Time Period | 3 Months [change] |
Direction | Moves Together |
Strength | Strong |
Accuracy | 100.0% |
Values | Daily Returns |
Neogen vs. Sweetgreen
Performance |
Timeline |
Neogen |
Sweetgreen |
Neogen and Sweetgreen Volatility Contrast
Predicted Return Density |
Returns |
Pair Trading with Neogen and Sweetgreen
The main advantage of trading using opposite Neogen and Sweetgreen positions is that it hedges away some unsystematic risk. Because of two separate transactions, even if Neogen position performs unexpectedly, Sweetgreen can make up some of the losses. Pair trading also minimizes risk from directional movements in the market.

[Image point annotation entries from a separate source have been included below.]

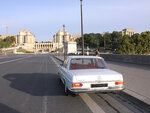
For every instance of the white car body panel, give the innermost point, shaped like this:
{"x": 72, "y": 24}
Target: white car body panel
{"x": 88, "y": 77}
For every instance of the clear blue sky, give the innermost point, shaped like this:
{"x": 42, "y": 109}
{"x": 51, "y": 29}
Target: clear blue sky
{"x": 45, "y": 17}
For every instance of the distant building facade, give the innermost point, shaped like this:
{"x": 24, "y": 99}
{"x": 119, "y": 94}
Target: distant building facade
{"x": 41, "y": 47}
{"x": 5, "y": 36}
{"x": 25, "y": 40}
{"x": 129, "y": 32}
{"x": 62, "y": 35}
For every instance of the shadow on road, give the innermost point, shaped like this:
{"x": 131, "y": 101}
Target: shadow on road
{"x": 37, "y": 84}
{"x": 6, "y": 109}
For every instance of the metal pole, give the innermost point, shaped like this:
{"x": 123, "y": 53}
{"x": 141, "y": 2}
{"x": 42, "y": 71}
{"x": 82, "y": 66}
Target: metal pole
{"x": 64, "y": 43}
{"x": 82, "y": 29}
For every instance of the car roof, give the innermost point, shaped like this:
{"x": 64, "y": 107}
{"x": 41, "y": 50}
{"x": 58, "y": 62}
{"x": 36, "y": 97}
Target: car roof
{"x": 80, "y": 56}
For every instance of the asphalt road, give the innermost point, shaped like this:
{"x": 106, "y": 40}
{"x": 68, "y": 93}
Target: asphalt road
{"x": 31, "y": 85}
{"x": 136, "y": 78}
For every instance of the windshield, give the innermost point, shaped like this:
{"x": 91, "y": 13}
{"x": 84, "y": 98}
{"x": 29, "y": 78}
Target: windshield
{"x": 87, "y": 63}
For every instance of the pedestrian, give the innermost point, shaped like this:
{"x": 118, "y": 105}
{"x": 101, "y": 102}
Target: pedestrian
{"x": 97, "y": 53}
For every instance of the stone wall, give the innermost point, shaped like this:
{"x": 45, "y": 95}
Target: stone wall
{"x": 137, "y": 59}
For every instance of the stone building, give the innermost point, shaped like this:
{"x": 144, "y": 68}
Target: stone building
{"x": 41, "y": 47}
{"x": 129, "y": 32}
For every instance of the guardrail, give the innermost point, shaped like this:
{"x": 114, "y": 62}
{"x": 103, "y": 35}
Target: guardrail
{"x": 136, "y": 59}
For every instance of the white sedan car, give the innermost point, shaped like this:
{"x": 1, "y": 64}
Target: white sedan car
{"x": 89, "y": 74}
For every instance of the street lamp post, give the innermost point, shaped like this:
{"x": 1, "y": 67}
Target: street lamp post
{"x": 82, "y": 29}
{"x": 64, "y": 43}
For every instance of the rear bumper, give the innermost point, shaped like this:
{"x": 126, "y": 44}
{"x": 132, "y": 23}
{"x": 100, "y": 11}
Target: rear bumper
{"x": 93, "y": 90}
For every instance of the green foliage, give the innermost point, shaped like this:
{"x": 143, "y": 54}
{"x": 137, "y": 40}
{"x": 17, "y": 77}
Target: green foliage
{"x": 7, "y": 42}
{"x": 136, "y": 44}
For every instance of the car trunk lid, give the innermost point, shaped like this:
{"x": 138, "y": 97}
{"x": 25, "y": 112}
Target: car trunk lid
{"x": 93, "y": 75}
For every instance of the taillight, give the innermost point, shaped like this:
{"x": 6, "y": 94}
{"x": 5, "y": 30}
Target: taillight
{"x": 119, "y": 83}
{"x": 77, "y": 85}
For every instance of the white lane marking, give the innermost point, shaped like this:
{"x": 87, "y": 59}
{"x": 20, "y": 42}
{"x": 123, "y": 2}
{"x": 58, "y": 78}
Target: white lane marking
{"x": 14, "y": 60}
{"x": 91, "y": 104}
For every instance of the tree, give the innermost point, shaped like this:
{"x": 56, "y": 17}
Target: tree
{"x": 127, "y": 46}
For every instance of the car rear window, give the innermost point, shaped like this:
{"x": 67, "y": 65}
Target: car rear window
{"x": 87, "y": 63}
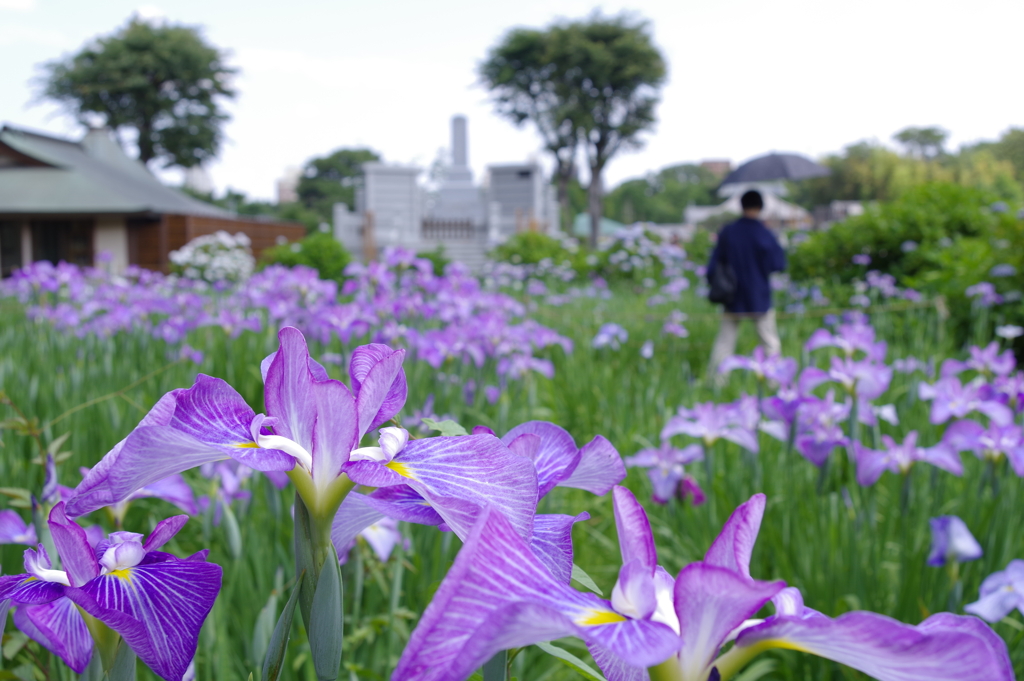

For example, if an entire industry or sector drops because of unexpected headlines, the short position in Sweetgreen will offset losses from the drop in Sweetgreen's long position.Neogen vs. Qiagen NV | Neogen vs. Aclaris Therapeutics | Neogen vs. IQVIA Holdings | Neogen vs. Medpace Holdings |
Sweetgreen vs. Cannae Holdings | Sweetgreen vs. Brinker International | Sweetgreen vs. Jack In The | Sweetgreen vs. Biglari Holdings |
Check out your portfolio center.Note that this page's information should be used as a complementary analysis to find the right mix of equity instruments to add to your existing portfolios or create a brand new portfolio. You can also try the Money Flow Index module to determine momentum by analyzing Money Flow Index and other technical indicators.